I understand it's undefined behavior, but returning false seems exactly the opposite to valid result, true. IMHO content of be isn't even related to expected result, and be == 0 || be != 0 is neither false nor "core dumped", but true.

I tried to do some research, and looks like compiler really generates whatever it's evolved AI wants. Neither foo nor len do something wrong - compiler just generates invalid code, as @VorfeedCanal said. I wash my hands.

P.S. I can't see any reason for flagging VorfeedCanal's post - even though I'm not satisfied, his notices are


In conclusion I want to say that IMHO being scared of undefined behavior and just throwing slippers into it is a bad choice. Instead, we should expand our capabilities and find ways to generate valid code, at least when it's possible (not NULL deref (except for pointers to ZST)). Thanks to everyone for attention and your time.

It's undefined. And undefined can be anything. true, false or core dump are “anything” thus all three are perfectly valid.

How is it invalid? It's UB! Any code is valid for UB. That's definition of UB!

That's “reclassification of UB”. It may be argued that some behaviour shouldn't be UB but have to be unspecified or implementation-defined. E.g. definition of lock leaves lots of possibilities to the implementation, but there are still some limits.
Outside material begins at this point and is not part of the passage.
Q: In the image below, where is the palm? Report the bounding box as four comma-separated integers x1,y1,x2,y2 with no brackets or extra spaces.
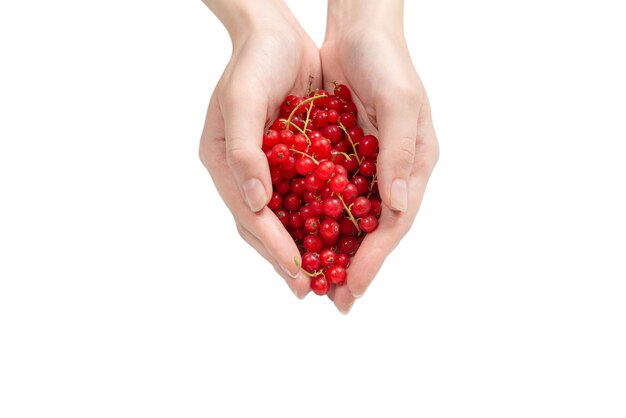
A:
320,32,438,309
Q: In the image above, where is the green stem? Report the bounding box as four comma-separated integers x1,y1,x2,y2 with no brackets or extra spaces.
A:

That makes it “unspecified but not UB”.

Again: it's not about “being scared”. It's just the definition of UB: something that shouldn't be in your code, ever.
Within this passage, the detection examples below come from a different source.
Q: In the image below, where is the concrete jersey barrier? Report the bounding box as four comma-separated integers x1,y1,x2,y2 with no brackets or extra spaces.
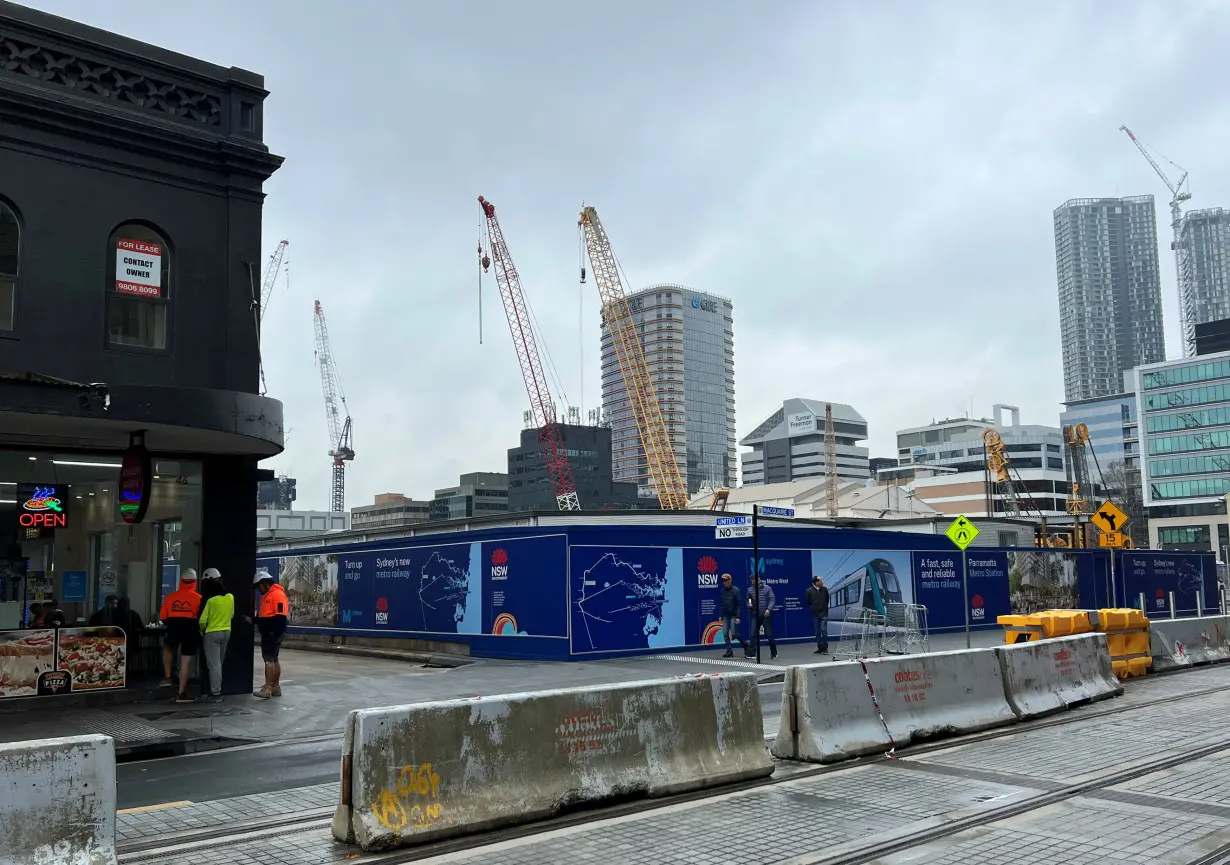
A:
333,673,774,850
1149,615,1230,673
0,736,116,865
991,634,1123,721
772,648,1016,763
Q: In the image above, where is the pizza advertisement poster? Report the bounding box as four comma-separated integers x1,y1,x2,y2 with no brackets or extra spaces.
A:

One may, legitimately, argue, whether some behavior or the other should be declared UB or not, but once we have applied that UB moniker to it the only legitimate choice is to remove it from your code.
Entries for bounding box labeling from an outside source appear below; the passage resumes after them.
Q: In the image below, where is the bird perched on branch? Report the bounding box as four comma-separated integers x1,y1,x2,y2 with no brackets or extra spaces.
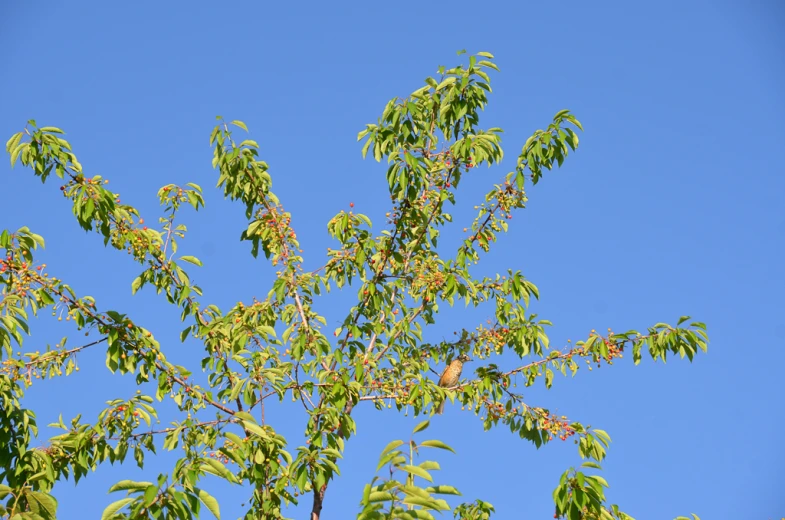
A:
436,354,471,414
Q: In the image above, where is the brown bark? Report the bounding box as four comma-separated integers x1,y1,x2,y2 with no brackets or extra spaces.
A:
311,484,327,520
I can see nothing wrong in a function that is a compile-time ZCA and doesn't affect the program, I see something wrong about that ZCA actually affecting the run-time behavior without even existing at run-time.

That's something you may discuss with rust language team on IRLO. They may reclassify something as non-UB (unspecified, implementation-defined, fully-defined). Such things happened in the past.

But as long as something is UB it's “your code is wrong, full stop, go fix your program”.

It's simply how UB is defined. Discussing whether something must be declared UB or not is constructive and fruitful, discussing what to do with code that triggers UB is not constructive.

You fix it and remove UB, no other options.